Happened upon High Plains Drifter on Sunday night. Not seen it for a good while, quality film.


----------



## Sprocket. (May 12, 2020)

I watched All Quiet on the Western Front again yesterday afternoon.
Excellent cinematography and quite emotional too.
Not bad for a 90 year old piece of work. Brilliant.


----------



## Badgers (May 13, 2020)

Sprocket. said:


> I watched All Quiet on the Western Front again yesterday afternoon.
> Excellent cinematography and quite emotional too.
> Not bad for a 90 year old piece of work. Brilliant.

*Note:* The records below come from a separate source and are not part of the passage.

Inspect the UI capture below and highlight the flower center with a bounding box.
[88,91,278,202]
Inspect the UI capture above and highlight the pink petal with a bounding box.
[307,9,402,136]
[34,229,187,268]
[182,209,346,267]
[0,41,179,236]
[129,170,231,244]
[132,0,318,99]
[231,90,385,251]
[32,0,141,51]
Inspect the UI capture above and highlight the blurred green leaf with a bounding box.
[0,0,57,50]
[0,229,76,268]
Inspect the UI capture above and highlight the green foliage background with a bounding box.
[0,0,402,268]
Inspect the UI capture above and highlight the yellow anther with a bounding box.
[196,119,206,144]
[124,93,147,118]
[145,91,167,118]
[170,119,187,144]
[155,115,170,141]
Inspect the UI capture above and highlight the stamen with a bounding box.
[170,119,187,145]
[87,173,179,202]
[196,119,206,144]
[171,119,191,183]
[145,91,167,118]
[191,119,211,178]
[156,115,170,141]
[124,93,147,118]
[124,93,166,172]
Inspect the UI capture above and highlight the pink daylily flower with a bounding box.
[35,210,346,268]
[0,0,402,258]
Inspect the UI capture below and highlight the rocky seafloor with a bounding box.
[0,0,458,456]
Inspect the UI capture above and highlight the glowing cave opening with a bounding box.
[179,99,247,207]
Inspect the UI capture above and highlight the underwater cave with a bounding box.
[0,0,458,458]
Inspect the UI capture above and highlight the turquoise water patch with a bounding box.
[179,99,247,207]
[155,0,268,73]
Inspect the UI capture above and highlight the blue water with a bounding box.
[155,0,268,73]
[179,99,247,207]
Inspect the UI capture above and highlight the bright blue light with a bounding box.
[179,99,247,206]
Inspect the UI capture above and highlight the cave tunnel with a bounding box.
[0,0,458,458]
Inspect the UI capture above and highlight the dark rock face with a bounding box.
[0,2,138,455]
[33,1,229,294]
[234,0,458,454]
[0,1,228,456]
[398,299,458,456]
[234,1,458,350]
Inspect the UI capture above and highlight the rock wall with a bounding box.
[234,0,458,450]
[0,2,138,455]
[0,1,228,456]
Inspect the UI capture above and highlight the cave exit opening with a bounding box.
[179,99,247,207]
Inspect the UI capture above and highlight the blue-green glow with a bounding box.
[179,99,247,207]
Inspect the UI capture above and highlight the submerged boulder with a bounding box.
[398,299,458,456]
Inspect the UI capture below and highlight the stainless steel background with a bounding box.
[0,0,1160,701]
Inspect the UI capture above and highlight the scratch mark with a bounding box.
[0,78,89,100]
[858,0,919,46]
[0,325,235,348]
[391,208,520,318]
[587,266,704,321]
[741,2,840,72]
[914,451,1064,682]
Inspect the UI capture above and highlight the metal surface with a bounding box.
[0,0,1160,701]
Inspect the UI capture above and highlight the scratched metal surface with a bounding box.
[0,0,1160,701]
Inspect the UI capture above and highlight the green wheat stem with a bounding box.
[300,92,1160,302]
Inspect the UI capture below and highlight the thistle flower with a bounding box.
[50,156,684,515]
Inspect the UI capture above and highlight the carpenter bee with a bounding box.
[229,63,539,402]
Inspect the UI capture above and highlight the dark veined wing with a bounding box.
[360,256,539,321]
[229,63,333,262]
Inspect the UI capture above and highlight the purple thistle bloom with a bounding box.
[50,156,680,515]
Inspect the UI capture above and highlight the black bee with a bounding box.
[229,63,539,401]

Oddly was just talking about that book/film to my dad. Felt like a better way to mark VE Day than buying plastic bunting and spreading a virus to neighbours #bloodycommunist


----------



## krtek a houby (May 13, 2020)

Sprocket. said:


> I watched All Quiet on the Western Front again yesterday afternoon.
> Excellent cinematography and quite emotional too.
> Not bad for a 90 year old piece of work. Brilliant.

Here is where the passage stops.